A front will sweep through the area midday Friday and bring us a brief window of opportunity for severe thunderstorms. This will occur between 11 AM to 6 PM from west to east. Any storms that develop will be capable of damaging wind gusts over 70 mph.
There are three key ingredients for severe thunderstorms: instability (heat and humidity), atmospheric lift (or a trigger), and wind shear. I'll discuss all three below.
Here is a map for tomorrow at 1 PM, when a front will be moving into the Blue Ridge. This front will provide the "lift" in the atmosphere. Notice the wind arrows on the map, which are strong from the west/southwest at 25 to 35 mph with gusts up to 45 mph. This should bring in moisture at the surface, indicated by the light shades of green.
There should be *just* enough low level moisture to produce minor instability in the atmosphere. Below is an image for tomorrow at 1 PM, which shows low instability.
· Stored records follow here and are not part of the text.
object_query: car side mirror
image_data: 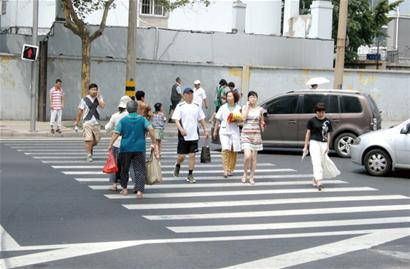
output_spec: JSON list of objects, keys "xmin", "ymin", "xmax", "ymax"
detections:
[{"xmin": 400, "ymin": 123, "xmax": 410, "ymax": 134}]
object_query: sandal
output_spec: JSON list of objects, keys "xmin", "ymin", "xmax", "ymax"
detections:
[
  {"xmin": 110, "ymin": 184, "xmax": 118, "ymax": 191},
  {"xmin": 120, "ymin": 189, "xmax": 128, "ymax": 196},
  {"xmin": 241, "ymin": 176, "xmax": 248, "ymax": 184}
]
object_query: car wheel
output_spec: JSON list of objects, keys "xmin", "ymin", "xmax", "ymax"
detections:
[
  {"xmin": 334, "ymin": 133, "xmax": 357, "ymax": 158},
  {"xmin": 364, "ymin": 149, "xmax": 391, "ymax": 176}
]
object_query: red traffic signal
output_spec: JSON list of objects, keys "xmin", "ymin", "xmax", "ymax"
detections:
[{"xmin": 21, "ymin": 44, "xmax": 38, "ymax": 61}]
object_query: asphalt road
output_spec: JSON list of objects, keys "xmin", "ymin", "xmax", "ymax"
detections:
[{"xmin": 0, "ymin": 139, "xmax": 410, "ymax": 269}]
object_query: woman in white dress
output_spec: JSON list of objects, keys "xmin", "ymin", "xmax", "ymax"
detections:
[
  {"xmin": 241, "ymin": 91, "xmax": 265, "ymax": 185},
  {"xmin": 213, "ymin": 91, "xmax": 242, "ymax": 178}
]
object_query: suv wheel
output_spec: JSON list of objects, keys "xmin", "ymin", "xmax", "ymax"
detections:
[
  {"xmin": 334, "ymin": 133, "xmax": 357, "ymax": 158},
  {"xmin": 364, "ymin": 149, "xmax": 391, "ymax": 176}
]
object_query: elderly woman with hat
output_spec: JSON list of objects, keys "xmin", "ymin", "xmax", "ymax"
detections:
[{"xmin": 105, "ymin": 95, "xmax": 135, "ymax": 191}]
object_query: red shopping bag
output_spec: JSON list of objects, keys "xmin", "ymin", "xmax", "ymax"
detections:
[{"xmin": 103, "ymin": 151, "xmax": 118, "ymax": 174}]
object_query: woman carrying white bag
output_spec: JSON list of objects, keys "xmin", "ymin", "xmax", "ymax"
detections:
[{"xmin": 303, "ymin": 103, "xmax": 340, "ymax": 191}]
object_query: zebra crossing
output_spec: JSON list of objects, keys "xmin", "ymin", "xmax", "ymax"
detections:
[{"xmin": 3, "ymin": 139, "xmax": 410, "ymax": 239}]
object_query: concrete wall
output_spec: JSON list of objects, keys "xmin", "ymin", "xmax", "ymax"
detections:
[
  {"xmin": 0, "ymin": 23, "xmax": 333, "ymax": 68},
  {"xmin": 0, "ymin": 52, "xmax": 410, "ymax": 121}
]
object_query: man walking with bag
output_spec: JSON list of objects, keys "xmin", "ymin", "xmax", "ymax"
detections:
[
  {"xmin": 108, "ymin": 101, "xmax": 159, "ymax": 198},
  {"xmin": 74, "ymin": 83, "xmax": 105, "ymax": 162},
  {"xmin": 172, "ymin": 88, "xmax": 208, "ymax": 183}
]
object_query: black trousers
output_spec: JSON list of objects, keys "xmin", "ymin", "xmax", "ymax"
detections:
[{"xmin": 119, "ymin": 152, "xmax": 147, "ymax": 192}]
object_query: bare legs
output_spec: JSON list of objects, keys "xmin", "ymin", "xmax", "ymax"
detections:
[{"xmin": 242, "ymin": 149, "xmax": 258, "ymax": 185}]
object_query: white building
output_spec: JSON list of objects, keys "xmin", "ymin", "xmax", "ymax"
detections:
[{"xmin": 0, "ymin": 0, "xmax": 332, "ymax": 39}]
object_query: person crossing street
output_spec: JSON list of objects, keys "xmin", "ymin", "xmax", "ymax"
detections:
[
  {"xmin": 172, "ymin": 88, "xmax": 209, "ymax": 183},
  {"xmin": 74, "ymin": 83, "xmax": 105, "ymax": 162}
]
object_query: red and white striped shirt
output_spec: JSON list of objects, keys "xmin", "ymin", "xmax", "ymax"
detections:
[{"xmin": 50, "ymin": 87, "xmax": 64, "ymax": 110}]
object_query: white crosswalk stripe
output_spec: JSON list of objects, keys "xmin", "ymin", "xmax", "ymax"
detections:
[
  {"xmin": 167, "ymin": 217, "xmax": 410, "ymax": 233},
  {"xmin": 6, "ymin": 139, "xmax": 410, "ymax": 241}
]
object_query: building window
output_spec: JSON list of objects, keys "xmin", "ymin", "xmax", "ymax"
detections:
[
  {"xmin": 141, "ymin": 0, "xmax": 165, "ymax": 16},
  {"xmin": 0, "ymin": 0, "xmax": 7, "ymax": 15}
]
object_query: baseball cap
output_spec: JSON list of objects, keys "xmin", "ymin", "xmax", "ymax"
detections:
[
  {"xmin": 118, "ymin": 95, "xmax": 132, "ymax": 108},
  {"xmin": 184, "ymin": 88, "xmax": 194, "ymax": 93}
]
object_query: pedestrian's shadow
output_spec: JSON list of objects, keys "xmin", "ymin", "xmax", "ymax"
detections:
[{"xmin": 352, "ymin": 166, "xmax": 410, "ymax": 180}]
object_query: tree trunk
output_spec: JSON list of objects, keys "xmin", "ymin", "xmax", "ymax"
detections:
[{"xmin": 81, "ymin": 34, "xmax": 91, "ymax": 97}]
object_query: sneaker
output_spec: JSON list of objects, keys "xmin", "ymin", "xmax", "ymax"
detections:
[
  {"xmin": 187, "ymin": 175, "xmax": 196, "ymax": 183},
  {"xmin": 174, "ymin": 166, "xmax": 181, "ymax": 177}
]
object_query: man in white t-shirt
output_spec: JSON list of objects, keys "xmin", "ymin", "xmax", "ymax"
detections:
[
  {"xmin": 193, "ymin": 80, "xmax": 208, "ymax": 109},
  {"xmin": 74, "ymin": 83, "xmax": 105, "ymax": 162},
  {"xmin": 172, "ymin": 88, "xmax": 208, "ymax": 183},
  {"xmin": 50, "ymin": 78, "xmax": 64, "ymax": 134}
]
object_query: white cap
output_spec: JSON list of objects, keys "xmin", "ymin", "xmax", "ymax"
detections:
[{"xmin": 118, "ymin": 95, "xmax": 132, "ymax": 108}]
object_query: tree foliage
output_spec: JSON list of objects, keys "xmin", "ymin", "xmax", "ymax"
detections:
[
  {"xmin": 62, "ymin": 0, "xmax": 210, "ymax": 96},
  {"xmin": 301, "ymin": 0, "xmax": 403, "ymax": 64}
]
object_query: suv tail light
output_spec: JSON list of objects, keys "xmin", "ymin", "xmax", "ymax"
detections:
[{"xmin": 370, "ymin": 118, "xmax": 377, "ymax": 131}]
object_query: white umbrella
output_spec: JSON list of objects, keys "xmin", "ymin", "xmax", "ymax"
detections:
[{"xmin": 306, "ymin": 77, "xmax": 330, "ymax": 86}]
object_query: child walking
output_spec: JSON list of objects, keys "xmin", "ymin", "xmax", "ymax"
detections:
[{"xmin": 152, "ymin": 103, "xmax": 167, "ymax": 154}]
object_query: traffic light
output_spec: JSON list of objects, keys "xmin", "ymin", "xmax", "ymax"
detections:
[{"xmin": 21, "ymin": 44, "xmax": 38, "ymax": 61}]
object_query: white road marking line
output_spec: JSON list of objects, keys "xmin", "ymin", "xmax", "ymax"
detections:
[
  {"xmin": 4, "ymin": 228, "xmax": 408, "ymax": 269},
  {"xmin": 61, "ymin": 168, "xmax": 296, "ymax": 175},
  {"xmin": 222, "ymin": 228, "xmax": 410, "ymax": 269},
  {"xmin": 167, "ymin": 216, "xmax": 410, "ymax": 233},
  {"xmin": 143, "ymin": 205, "xmax": 410, "ymax": 220},
  {"xmin": 24, "ymin": 150, "xmax": 213, "ymax": 155},
  {"xmin": 51, "ymin": 163, "xmax": 275, "ymax": 169},
  {"xmin": 88, "ymin": 180, "xmax": 347, "ymax": 190},
  {"xmin": 122, "ymin": 195, "xmax": 410, "ymax": 210},
  {"xmin": 41, "ymin": 160, "xmax": 105, "ymax": 163},
  {"xmin": 30, "ymin": 152, "xmax": 226, "ymax": 158},
  {"xmin": 104, "ymin": 187, "xmax": 377, "ymax": 199},
  {"xmin": 75, "ymin": 171, "xmax": 313, "ymax": 181}
]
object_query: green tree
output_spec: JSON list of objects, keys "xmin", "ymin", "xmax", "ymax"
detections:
[
  {"xmin": 300, "ymin": 0, "xmax": 403, "ymax": 64},
  {"xmin": 60, "ymin": 0, "xmax": 210, "ymax": 96}
]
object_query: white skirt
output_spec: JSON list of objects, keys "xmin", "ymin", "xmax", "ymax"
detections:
[
  {"xmin": 219, "ymin": 134, "xmax": 241, "ymax": 152},
  {"xmin": 309, "ymin": 140, "xmax": 340, "ymax": 180}
]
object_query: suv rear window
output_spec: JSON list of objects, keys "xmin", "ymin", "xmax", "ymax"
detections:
[
  {"xmin": 303, "ymin": 94, "xmax": 339, "ymax": 114},
  {"xmin": 266, "ymin": 95, "xmax": 299, "ymax": 114},
  {"xmin": 365, "ymin": 94, "xmax": 379, "ymax": 115},
  {"xmin": 340, "ymin": 96, "xmax": 362, "ymax": 113}
]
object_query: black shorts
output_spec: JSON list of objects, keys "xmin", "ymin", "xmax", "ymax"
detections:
[{"xmin": 177, "ymin": 140, "xmax": 198, "ymax": 154}]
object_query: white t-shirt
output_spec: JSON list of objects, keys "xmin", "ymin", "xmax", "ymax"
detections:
[
  {"xmin": 172, "ymin": 102, "xmax": 205, "ymax": 141},
  {"xmin": 78, "ymin": 95, "xmax": 103, "ymax": 124},
  {"xmin": 105, "ymin": 111, "xmax": 128, "ymax": 148},
  {"xmin": 215, "ymin": 103, "xmax": 241, "ymax": 135},
  {"xmin": 192, "ymin": 88, "xmax": 206, "ymax": 107}
]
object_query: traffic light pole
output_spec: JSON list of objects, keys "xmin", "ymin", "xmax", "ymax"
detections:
[
  {"xmin": 125, "ymin": 0, "xmax": 137, "ymax": 95},
  {"xmin": 334, "ymin": 0, "xmax": 349, "ymax": 89},
  {"xmin": 30, "ymin": 0, "xmax": 39, "ymax": 132}
]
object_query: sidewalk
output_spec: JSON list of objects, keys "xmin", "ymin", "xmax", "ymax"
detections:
[
  {"xmin": 0, "ymin": 120, "xmax": 400, "ymax": 138},
  {"xmin": 0, "ymin": 120, "xmax": 181, "ymax": 138}
]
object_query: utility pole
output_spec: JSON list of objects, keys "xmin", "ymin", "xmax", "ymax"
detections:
[
  {"xmin": 334, "ymin": 0, "xmax": 349, "ymax": 89},
  {"xmin": 30, "ymin": 0, "xmax": 39, "ymax": 132},
  {"xmin": 125, "ymin": 0, "xmax": 138, "ymax": 96}
]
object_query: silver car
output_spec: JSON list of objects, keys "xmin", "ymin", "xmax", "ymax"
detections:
[{"xmin": 350, "ymin": 119, "xmax": 410, "ymax": 176}]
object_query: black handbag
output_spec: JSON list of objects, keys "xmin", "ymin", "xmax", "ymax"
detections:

Sunshine could add some heat to the atmosphere, which would increase our instability.
An upper-level disturbance will be passing the area during this time, which will also produce "lift" in the atmosphere. In addition, jet stream winds will be very strong in the upper atmosphere. Notice the reds and purples on the map below, which indicate winds from the southwest at around 100 to 115 mph. This is a prime example of speed shear, or winds that increase with height. Although this is a key ingredient for severe thunderstorms, the shear might be too high for storms to develop.
1) We will have strong atmospheric lift (surface front, upper-level disturbance)
2) Instability is low, though increased sunshine could help
3) Wind shear is very high...almost too high
We will be watching this very closely tomorrow. Any storms that develop will be capable of powerful downbursts in excess of 70 mph.